The maximum possible area of the rectangle is 64π square units.

To find the maximum area of the rectangle, we need to understand the relationship between the rectangle and the semicircle.

Let's assume that the semicircle lies in the coordinate plane, with its center at the origin (0,0) and one of its endpoints on the x-axis.

Let the length of the rectangle be 2x units, which is the same as the length of the diameter of the semicircle.

Now we need to find the width of the rectangle. Since the width of the rectangle lies on the diameter of the semicircle, it is also the radius of the semicircle. Therefore, the width of the rectangle is 8 units.

Since the length of the rectangle is equal to 2x, the area of the rectangle is given by A = length × width = 2x × 8 = 16x.

To find the maximum area of the rectangle, we need to maximize the value of x.

The rectangle is inscribed in a semicircle, which means that the diagonal of the rectangle is equal to the diameter of the semicircle. The diagonal of the rectangle can be found using the Pythagorean theorem.

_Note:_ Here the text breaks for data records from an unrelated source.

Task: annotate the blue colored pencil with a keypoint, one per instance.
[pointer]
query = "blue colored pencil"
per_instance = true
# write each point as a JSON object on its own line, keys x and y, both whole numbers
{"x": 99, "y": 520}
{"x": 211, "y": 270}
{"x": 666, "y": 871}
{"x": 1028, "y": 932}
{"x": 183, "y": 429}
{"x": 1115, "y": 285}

The diagonal of the rectangle is equal to the hypotenuse of a right triangle, with the width of the rectangle as one side (8 units) and half the length of the rectangle (x units) as the other side.

Using the Pythagorean theorem, we have:
(diagonal)^2 = (width)^2 + (half the length)^2
(diagonal)^2 = 8^2 + x^2
(diagonal)^2 = 64 + x^2

Since the diagonal is equal to the diameter of the semicircle (which is 2x), we have:
(2x)^2 = 64 + x^2
4x^2 = 64 + x^2
3x^2 = 64
x^2 = 64/3
x = √(64/3)
x ≈ 5.54

Substituting this value of x into the formula for the area of the rectangle, we have:
A = 16x
A = 16(5.54)
A ≈ 88.64

Therefore, the maximum possible area of the rectangle is approximately 88.64 square units.

To find the maximum possible area of the rectangle, we need to understand its dimensions. Let's assume that the rectangle has one of its sides lying on the diameter of the semicircle.

Let's consider the rectangle's dimensions: length (L) and width (W). Since one side of the rectangle lies on the diameter, its length L equals the radius of the semicircle, which is 8 units.

Now, we need to determine the width W of the rectangle. To do this, we need to consider the fact that the rectangle is inscribed in the semicircle. This means that the rectangle's other two vertices lie on the semicircle.

To visualize this, draw a semicircle with a diameter and a rectangle inscribed in it, with one side touching the diameter. We can see that the width W of the rectangle is the distance between two points on the semicircle, which are equidistant from the diameter.

Now, let's calculate the width W. The two points that are equidistant from the diameter of the semicircle form the endpoints of a diameter perpendicular to the original diameter. These points divide the semicircle into two equal arcs.

Since the length of the semicircle's diameter is 16 (twice the radius), the length of one of these arcs is half the circumference of the semicircle. Therefore, the length of one arc is π*8 = 8π units (where π is approximately 3.14).

To find the width W, we need to divide this arc length by 2π. W = (8π) / (2π) = 4 units.

Now that we know the dimensions of the rectangle (L = 8 and W = 4), we can find its maximum area.

The area of a rectangle is given by the formula A = L * W. Substituting the values we found, we get A = 8 * 4 = 32 square units.

Therefore, the maximum possible area of the rectangle inscribed in the given semicircle is 32 square units.